Réponse intégrale de Nicolas Sarkozy qui vaut son pesant de démocratie :
"Monsieur le Président de Villiers, je voudrais vous dire que
j’entends d’autant plus votre discours que vous êtes incontestablement
l’expression d’une sensibilité importante dans mon pays, dans notre
pays, mais en Europe aussi. Et je vais même vous dire mieux, Monsieur le Président de Villiers.
Moi, je ne prends pas le discours qui est le vôtre comme
un discours contre l’Europe mais comme un appel à construire l’Europe
différemment.
Je ne veux pas opposer, Monsieur le Président de Villiers, les partisans du "oui" aux partisans du "non".
Je veux simplement essayer d’intégrer tout le monde dans une Europe différente, qui rassemblerait autour de la démocratie, de la
paix et de la croissance.
J’ai bien noté vos préventions, je les connais, j’essaierai d’y répondre, non pas dans les discours, mais dans les faits".
Il y a des formules plus courtes et moins courtoises pour dire la même chose et il est heureux que le chef de l’Etat ait appris à s’en méfier.
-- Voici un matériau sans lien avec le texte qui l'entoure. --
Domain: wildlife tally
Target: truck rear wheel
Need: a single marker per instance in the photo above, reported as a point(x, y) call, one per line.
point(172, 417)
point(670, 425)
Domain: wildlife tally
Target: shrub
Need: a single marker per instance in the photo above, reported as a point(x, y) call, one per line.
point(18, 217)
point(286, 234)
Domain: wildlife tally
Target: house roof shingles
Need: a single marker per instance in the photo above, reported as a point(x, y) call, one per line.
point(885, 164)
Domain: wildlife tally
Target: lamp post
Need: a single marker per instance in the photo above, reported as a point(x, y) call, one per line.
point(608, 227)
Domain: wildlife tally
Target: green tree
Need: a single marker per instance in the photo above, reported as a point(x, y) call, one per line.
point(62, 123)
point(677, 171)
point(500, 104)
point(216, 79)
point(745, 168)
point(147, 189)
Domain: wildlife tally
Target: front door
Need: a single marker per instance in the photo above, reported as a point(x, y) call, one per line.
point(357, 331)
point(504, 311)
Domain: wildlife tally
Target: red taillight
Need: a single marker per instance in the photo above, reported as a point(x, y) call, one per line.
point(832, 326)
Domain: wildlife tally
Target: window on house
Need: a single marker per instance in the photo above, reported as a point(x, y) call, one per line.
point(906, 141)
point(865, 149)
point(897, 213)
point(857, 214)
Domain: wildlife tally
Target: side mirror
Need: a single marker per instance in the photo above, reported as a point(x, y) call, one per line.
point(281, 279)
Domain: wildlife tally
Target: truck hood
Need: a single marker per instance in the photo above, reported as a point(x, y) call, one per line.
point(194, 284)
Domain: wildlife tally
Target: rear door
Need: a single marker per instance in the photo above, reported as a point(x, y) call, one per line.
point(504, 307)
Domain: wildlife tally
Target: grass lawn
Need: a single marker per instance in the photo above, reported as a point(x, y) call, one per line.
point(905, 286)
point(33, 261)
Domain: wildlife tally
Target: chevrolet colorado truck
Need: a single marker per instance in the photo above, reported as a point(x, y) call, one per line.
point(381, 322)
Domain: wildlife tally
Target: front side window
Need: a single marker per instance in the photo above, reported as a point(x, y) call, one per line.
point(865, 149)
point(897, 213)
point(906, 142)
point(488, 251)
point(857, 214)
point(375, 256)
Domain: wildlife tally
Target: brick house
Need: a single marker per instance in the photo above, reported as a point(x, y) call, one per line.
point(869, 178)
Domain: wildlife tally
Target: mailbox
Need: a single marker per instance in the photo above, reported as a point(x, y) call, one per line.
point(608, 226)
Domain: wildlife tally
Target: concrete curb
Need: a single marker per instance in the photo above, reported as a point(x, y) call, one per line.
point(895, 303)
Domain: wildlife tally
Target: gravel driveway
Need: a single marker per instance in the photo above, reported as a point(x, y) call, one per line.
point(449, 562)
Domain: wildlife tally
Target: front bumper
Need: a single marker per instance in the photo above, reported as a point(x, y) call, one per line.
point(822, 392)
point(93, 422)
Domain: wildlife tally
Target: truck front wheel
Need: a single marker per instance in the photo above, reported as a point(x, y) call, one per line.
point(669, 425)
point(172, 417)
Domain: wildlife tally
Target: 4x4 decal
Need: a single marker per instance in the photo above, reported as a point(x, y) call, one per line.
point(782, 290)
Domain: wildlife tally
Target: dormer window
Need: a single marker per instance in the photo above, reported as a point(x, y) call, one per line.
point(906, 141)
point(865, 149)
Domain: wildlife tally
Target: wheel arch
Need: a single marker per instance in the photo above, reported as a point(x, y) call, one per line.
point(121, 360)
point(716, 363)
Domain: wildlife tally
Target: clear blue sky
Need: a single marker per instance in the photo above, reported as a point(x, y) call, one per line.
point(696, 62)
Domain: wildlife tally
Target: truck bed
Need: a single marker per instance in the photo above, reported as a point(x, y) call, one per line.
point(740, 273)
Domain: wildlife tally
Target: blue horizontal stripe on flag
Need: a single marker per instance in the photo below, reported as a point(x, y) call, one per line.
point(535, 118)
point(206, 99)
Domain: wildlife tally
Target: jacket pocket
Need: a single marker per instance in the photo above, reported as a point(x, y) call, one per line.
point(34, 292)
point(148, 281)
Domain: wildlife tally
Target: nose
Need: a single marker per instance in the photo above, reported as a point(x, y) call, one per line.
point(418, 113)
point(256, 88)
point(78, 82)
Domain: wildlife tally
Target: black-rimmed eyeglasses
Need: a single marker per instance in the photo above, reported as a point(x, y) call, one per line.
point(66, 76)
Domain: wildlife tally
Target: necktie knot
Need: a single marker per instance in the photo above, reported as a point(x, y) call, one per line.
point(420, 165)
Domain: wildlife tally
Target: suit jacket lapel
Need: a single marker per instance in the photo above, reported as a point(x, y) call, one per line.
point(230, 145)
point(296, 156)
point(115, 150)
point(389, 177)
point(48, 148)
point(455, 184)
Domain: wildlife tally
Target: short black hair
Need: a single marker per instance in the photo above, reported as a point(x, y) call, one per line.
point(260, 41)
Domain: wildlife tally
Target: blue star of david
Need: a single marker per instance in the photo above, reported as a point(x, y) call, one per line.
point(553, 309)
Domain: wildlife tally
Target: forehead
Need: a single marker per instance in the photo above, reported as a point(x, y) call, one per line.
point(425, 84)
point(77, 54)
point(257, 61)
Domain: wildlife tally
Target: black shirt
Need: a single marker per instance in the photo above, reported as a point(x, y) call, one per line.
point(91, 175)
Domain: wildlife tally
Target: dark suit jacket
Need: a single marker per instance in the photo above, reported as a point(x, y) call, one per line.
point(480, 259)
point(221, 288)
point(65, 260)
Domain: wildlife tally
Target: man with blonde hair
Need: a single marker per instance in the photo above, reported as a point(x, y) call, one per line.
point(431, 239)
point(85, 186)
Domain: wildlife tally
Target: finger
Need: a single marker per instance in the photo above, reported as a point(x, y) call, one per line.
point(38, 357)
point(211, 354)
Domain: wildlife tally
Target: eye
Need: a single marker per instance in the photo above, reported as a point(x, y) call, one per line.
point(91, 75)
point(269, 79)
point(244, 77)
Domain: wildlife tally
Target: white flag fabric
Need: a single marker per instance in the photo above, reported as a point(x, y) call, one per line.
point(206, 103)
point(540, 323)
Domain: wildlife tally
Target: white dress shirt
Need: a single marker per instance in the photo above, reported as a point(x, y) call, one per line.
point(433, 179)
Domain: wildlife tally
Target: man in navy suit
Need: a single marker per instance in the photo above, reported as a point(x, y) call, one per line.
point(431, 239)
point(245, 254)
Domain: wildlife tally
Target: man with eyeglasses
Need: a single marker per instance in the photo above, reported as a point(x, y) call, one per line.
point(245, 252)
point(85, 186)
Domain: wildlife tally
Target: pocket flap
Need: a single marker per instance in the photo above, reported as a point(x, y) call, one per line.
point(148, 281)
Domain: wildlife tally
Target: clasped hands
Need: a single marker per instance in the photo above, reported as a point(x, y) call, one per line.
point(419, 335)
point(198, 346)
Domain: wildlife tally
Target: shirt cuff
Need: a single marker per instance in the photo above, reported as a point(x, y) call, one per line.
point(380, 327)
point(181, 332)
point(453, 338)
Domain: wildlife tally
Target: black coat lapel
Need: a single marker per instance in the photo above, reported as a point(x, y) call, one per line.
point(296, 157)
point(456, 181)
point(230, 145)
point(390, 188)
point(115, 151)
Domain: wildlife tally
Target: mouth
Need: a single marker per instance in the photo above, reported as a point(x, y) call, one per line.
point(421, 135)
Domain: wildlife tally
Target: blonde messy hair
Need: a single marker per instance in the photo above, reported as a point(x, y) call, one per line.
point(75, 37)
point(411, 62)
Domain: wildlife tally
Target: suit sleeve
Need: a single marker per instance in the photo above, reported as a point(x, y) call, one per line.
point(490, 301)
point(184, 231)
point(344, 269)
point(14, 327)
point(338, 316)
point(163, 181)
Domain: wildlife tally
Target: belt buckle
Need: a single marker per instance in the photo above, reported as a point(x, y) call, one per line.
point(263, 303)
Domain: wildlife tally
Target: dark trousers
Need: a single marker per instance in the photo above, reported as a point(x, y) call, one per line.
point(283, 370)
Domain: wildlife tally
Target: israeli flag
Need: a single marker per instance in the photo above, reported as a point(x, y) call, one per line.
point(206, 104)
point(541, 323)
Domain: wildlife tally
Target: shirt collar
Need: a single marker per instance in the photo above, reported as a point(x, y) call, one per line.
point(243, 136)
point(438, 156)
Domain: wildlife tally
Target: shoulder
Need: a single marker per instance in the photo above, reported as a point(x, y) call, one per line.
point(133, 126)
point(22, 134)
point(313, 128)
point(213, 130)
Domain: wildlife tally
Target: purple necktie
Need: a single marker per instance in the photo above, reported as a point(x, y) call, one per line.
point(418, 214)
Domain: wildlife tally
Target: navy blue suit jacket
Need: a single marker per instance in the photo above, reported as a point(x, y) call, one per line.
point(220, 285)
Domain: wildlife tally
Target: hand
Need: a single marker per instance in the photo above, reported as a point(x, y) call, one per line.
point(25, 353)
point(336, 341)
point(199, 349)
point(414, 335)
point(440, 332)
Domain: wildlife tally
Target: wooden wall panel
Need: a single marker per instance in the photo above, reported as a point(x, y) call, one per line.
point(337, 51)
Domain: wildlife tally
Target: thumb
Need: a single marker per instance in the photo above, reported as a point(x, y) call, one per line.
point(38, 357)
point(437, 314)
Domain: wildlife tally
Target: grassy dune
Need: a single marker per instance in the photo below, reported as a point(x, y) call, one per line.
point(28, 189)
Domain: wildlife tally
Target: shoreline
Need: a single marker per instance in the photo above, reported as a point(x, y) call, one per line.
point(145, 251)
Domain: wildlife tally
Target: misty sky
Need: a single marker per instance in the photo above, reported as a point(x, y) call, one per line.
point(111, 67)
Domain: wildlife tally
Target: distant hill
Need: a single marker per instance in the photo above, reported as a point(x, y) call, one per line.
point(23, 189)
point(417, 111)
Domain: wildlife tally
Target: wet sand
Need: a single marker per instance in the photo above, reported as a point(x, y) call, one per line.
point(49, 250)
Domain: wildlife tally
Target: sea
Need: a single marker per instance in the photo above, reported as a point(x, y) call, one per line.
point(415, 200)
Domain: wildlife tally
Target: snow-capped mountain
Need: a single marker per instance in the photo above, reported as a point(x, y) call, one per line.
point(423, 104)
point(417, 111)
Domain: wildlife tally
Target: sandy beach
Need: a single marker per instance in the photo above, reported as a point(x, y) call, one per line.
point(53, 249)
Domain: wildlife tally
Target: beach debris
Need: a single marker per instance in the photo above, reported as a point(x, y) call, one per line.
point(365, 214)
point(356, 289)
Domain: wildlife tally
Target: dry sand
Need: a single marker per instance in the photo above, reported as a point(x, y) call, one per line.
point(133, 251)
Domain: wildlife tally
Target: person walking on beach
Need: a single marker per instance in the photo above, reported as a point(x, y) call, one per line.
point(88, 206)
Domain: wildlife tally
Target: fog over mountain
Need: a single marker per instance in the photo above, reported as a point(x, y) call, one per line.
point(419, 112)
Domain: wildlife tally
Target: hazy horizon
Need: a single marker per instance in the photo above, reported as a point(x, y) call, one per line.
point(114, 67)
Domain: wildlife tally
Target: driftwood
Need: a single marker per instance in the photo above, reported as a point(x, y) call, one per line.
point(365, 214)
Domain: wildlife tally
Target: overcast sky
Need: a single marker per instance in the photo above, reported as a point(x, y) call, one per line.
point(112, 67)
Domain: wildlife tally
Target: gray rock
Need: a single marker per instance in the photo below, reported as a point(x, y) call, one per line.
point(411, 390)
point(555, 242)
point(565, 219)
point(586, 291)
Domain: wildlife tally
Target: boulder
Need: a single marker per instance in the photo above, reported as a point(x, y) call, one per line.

Mais tout le monde aura compris le fond de sa réponse.


Jean
Que fait-il sinon opposer l’Irlande au reste de l’Europe ? Que fait-il en prétendant que le président polonais manquerait d’honneur en refusant de signer le torchon européiste ?
Sa critique sur l’Europe, c’est juste pour faire croire au peuple que son Europe sera différente de celle construite jusqu’ici.
Le soir du référendum en 2005, Sarko osait marteler “Les Français ont dit NON !”, essayant de reprendre notre victoire à son compte !
Marc
Comment s’appelait cette chanson de Dalida ?
Ah oui : “Paroles, paroles”…
Xtophe
Sarko est un marchand de tapis. Il aurait été excellent pour vendre un aspirateur à manivelle dans le rayon “écologie” d’une grande surface.
Relisez la prose du gnome et dites-moi s’il est conscient des âneries qu’il profère.
piero
Le président Philippe de Villiers fait joue- joute avec son ami Nicolas.